“La sinodalidad es ante todo una disposición espiritual que impregna la vida cotidiana de los bautizados y todos los aspectos de la misión de la Iglesia” (Documento Final 43), y es que, por situarnos en el aparador de las novedades, podemos jalonar el término espiritualidad y sinodalidad para todo y, esto que dice es muy simple y complejo, se trata de una disposición a vivir según el aire fresco del Espíritu, en lo cotidiano de la vida, en el silencio y lo ordinario del día a día, es ahí donde se vive la espiritualidad, si no ¿dónde?
“Una espiritualidad sinodal exige ascesis, humildad, paciencia y disponibilidad para perdonar y ser perdonado” (Documento Final 43), tres afirmaciones muy serias, ante las que hay que ir con detenimiento. Humildad, en esta sociedad de las camarillas y los reflectores, vivir desde la sencillez de la propia verdad, teniendo la valentía de detenerse ante el carrusel de fotos que nos venden bien parados y nos posicionan como especiales. ¡Vaya! Paciencia en estos tiempos de impaciencia y desesperación.
“Sin ambiciones, ni envidias, ni deseos de dominio y control” (Documento Final 43), esos deseos de controlarlo todo, de dominar, de imponernos ante los demás, de pararnos con pies de plomo y que se cumpla nuestra “santa” voluntad, de estar a la derecha y a la izquierda, siendo influyentes, importantes, con renombre. Eso que, por otras entidades es bien visto y valorado con aprecio, está fuera del alcance del seguimiento de Cristo y de la espiritualidad cristiana, y la sinodalidad quiere ser un antídoto para ello.
“Nadie puede recorrer solo un camino de auténtica espiritualidad.
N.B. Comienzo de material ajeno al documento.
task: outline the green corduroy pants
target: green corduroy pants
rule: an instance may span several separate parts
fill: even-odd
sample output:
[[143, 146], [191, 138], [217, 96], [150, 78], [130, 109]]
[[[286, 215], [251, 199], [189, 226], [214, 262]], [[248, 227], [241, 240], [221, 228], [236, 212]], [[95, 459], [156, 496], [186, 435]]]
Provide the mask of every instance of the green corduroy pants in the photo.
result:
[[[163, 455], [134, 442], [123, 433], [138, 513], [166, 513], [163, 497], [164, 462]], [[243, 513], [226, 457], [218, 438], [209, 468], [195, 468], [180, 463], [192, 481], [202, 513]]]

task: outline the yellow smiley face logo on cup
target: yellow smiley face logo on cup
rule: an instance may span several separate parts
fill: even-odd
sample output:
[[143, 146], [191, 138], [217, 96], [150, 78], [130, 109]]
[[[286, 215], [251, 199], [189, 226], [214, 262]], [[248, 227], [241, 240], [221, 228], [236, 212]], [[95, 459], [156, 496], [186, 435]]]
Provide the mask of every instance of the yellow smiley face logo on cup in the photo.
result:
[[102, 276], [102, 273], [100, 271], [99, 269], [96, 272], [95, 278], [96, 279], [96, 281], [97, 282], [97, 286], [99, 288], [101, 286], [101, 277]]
Necesitamos acompañamiento y apoyo, incluida la formación y la dirección espiritual, como individuos y como comunidad” (Documento Final 43), es evidente que lo sinodal es lo opuesto a lo individual, por eso la rotunda claridad de que nadie puede andar por esta ruta sin otro, sin acompañamiento, sin dirección.
Se nos dice lo que siempre se ha dicho, los principios generales de la vida espiritual, pero que, han quedado un poco empolvados por tanta cosa que se nos ha venido encima y que, volver a ello, a los orígenes, nos permite entonar un cántico nuevo, una bella sinfonía, el canto de una Iglesia que no actúa montando cruzadas sino enamorando corazones, encendiendo luces, acompañando, “provocando alegría, asombro, gratitud y renovación”.